With new technological advancements like this, society is on the cusp of vast change. All aspects of how we live, work and go about our daily lives are likely to be affected by access to technology through our mobile devices.
Here at Cambridge Consultants, we think about how we can use technology to solve problems.
One of the big challenges facing society is that of an ageing population, with increased life expectancies and a prevalence of chronic illnesses, which is expected to place a huge burden on our healthcare systems. To compound the problem, patients often do not adhere to their medication regimens and may find it difficult to use their medical devices correctly, which results in poor outcomes and unnecessary costs.
Non-adherence has many contributing factors. Forgetfulness, procrastination and anxiety all play their part. But our current approach to this problem doesn’t seem to be working. Training from healthcare professionals can be infrequent and sometimes incorrect, paper Instruction for Use (IFUs) are overwhelming, poorly structured and may be ignored by patients. The fine print on labels is difficult for some patients to read and comprehend.
There have been several attempts to use technology to solve adherence and competence issues – a string of pill reminder apps have been launched in recent times – but none seem to have had a significant effect. They just don’t seem quite ‘intelligent’ enough; they can’t provide answers to questions or guide a patient through self-injection if they are anxious and stressed, for example. There is a dire need to increase patient engagement with these technology solutions, such that they can have the desired improvement in outcomes.
For a solution to this problem, perhaps we need to look to the near future where new technological advancements in voice recognition and artificial intelligence (AI) accessible through mobile devices will allow us to create engaging virtual personalities that can coach and motivate patients to adhere to their treatment regime.
To explore this idea, we’ve developed a concept called ASSIS.
ASSIS is software that is downloaded onto a mobile device. The ASSIS application uses the computational power, access to AI systems, voice recognition and high-resolution display of the mobile device to provide a human-like interaction with the user. Sensors embedded inside drug delivery devices are connected to the ASSIS software, creating a holistic experience. Patients and healthcare providers (HCPs) can input multiple treatments and prescriptions onto ASSIS and the software will generate a personalised treatment plan.
The ASSIS virtual assistant will provide patients with information and support them to effectively adhere to their treatment plan.

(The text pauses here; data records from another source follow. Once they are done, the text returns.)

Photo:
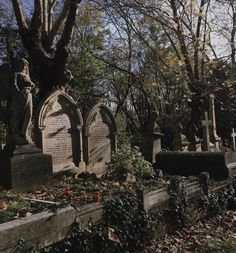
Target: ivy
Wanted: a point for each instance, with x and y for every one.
(124, 227)
(216, 202)
(178, 202)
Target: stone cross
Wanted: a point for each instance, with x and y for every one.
(207, 123)
(233, 135)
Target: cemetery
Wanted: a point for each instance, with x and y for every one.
(117, 127)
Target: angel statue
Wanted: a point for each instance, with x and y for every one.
(16, 105)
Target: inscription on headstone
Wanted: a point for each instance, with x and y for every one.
(206, 124)
(99, 141)
(58, 140)
(59, 124)
(99, 138)
(233, 135)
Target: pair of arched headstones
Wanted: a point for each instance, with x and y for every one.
(74, 142)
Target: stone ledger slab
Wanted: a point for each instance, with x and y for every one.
(25, 169)
(219, 165)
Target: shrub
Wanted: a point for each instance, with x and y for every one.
(128, 161)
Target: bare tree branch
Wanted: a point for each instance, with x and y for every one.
(19, 15)
(60, 20)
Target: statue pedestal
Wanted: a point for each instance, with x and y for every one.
(25, 168)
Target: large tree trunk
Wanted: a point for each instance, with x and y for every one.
(49, 63)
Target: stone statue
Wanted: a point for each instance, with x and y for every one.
(19, 106)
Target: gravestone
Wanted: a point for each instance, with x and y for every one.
(180, 142)
(214, 138)
(58, 131)
(152, 140)
(2, 137)
(99, 138)
(233, 135)
(206, 140)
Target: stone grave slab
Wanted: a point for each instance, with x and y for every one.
(58, 131)
(25, 169)
(219, 165)
(99, 138)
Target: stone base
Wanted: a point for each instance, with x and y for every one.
(25, 169)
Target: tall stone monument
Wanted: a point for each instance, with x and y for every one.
(99, 138)
(22, 165)
(58, 131)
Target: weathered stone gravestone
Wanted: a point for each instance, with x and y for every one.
(99, 138)
(58, 131)
(214, 138)
(152, 140)
(206, 132)
(233, 135)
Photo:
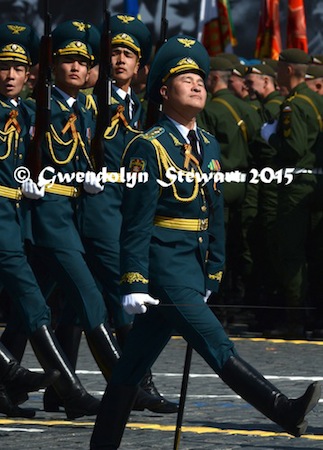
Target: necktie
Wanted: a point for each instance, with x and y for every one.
(128, 110)
(193, 141)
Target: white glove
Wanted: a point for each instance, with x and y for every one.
(30, 190)
(136, 303)
(207, 295)
(91, 184)
(268, 129)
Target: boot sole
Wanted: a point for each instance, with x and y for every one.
(312, 402)
(315, 397)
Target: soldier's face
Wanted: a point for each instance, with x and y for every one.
(125, 65)
(238, 86)
(71, 73)
(13, 76)
(185, 92)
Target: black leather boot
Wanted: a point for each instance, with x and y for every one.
(104, 349)
(18, 381)
(69, 337)
(148, 395)
(149, 398)
(112, 418)
(260, 393)
(77, 402)
(15, 341)
(11, 410)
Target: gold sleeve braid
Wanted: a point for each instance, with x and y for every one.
(133, 277)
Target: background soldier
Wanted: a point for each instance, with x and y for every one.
(295, 139)
(100, 214)
(234, 123)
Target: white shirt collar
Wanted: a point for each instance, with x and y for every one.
(15, 102)
(123, 93)
(183, 130)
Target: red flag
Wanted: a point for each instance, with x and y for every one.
(268, 42)
(216, 28)
(296, 25)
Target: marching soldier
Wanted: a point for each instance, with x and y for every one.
(18, 50)
(172, 251)
(100, 214)
(260, 206)
(65, 152)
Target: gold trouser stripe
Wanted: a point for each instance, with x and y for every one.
(60, 189)
(14, 194)
(181, 224)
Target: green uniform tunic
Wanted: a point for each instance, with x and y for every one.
(58, 255)
(16, 275)
(296, 143)
(172, 246)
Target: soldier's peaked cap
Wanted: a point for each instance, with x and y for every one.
(261, 69)
(295, 56)
(19, 43)
(75, 37)
(221, 64)
(178, 55)
(128, 31)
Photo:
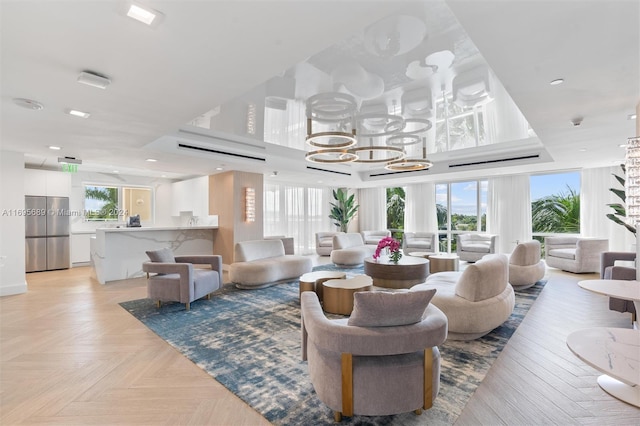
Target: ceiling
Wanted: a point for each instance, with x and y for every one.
(215, 57)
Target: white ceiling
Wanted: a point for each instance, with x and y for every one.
(207, 53)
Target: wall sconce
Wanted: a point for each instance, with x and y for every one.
(249, 204)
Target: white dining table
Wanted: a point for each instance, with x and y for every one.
(613, 351)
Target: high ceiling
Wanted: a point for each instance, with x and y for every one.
(213, 58)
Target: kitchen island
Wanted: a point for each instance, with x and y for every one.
(118, 253)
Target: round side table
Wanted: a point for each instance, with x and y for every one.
(338, 294)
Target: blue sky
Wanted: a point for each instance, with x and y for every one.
(463, 195)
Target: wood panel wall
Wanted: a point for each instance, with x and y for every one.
(227, 200)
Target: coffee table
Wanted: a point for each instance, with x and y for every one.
(408, 272)
(338, 294)
(312, 281)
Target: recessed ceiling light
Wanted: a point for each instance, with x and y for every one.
(77, 113)
(93, 79)
(145, 15)
(28, 104)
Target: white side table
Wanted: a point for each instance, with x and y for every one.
(615, 352)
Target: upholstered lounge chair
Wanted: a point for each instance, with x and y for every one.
(420, 241)
(174, 279)
(476, 300)
(378, 363)
(575, 254)
(525, 265)
(324, 242)
(472, 247)
(610, 271)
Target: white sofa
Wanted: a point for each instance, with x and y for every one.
(349, 249)
(262, 263)
(472, 247)
(324, 242)
(476, 300)
(575, 254)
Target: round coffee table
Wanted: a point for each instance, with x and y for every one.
(312, 281)
(338, 294)
(408, 272)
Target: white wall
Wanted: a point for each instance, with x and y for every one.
(12, 265)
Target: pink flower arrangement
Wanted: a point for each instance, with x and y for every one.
(394, 248)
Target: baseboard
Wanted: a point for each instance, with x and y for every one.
(9, 290)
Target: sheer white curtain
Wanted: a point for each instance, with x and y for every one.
(509, 210)
(420, 208)
(372, 213)
(297, 212)
(594, 197)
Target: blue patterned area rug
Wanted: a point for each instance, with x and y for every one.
(249, 341)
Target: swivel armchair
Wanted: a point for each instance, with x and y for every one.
(178, 280)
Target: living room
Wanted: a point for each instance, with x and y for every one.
(576, 127)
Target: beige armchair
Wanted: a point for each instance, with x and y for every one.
(175, 279)
(373, 368)
(575, 254)
(420, 241)
(525, 265)
(610, 271)
(324, 242)
(476, 300)
(472, 247)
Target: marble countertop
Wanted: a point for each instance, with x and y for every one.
(156, 228)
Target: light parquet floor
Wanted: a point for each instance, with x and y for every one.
(70, 355)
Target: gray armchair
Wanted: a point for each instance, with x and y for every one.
(180, 282)
(610, 271)
(372, 370)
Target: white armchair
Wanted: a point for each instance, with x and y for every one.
(420, 241)
(575, 254)
(324, 242)
(372, 238)
(472, 247)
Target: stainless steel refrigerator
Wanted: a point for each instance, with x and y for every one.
(47, 233)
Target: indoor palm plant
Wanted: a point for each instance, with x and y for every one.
(619, 214)
(343, 209)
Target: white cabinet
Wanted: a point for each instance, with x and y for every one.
(80, 247)
(191, 195)
(47, 182)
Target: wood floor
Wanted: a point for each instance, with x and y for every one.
(69, 354)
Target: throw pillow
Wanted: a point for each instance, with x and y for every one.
(386, 309)
(164, 255)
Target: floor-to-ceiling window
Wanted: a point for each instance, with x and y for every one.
(555, 204)
(461, 207)
(296, 211)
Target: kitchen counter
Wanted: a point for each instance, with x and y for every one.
(118, 253)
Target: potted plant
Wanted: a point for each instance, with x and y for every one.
(343, 209)
(620, 213)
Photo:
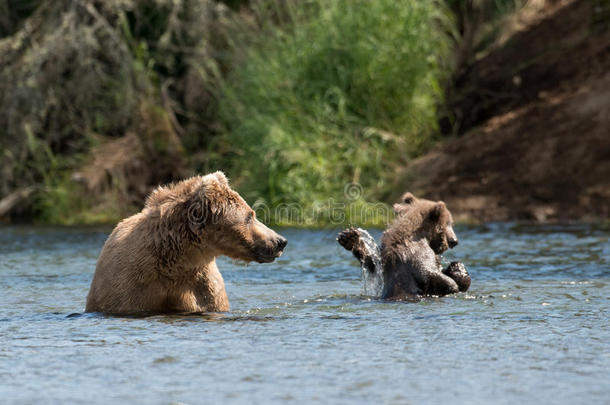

ASSIS can proactively coach and motivate patients and guide them through the process of taking their medications.
For more emotive procedures like self-injection, ASSIS could reduce the burden on a patient by doing all the things that good HCPs do to calm a patient – showing compassion, explaining the procedure and distracting the user from pain. With the advancement in technology, the possibilities are endless.
There are some technical – and perhaps regulatory – hurdles to overcome before a solution like ASSIS can be deployed in the market. However, I believe the future where we will use software, systems and connected devices to help and support patients, improve their lives and reduce the burden on our healthcare system is not too far away.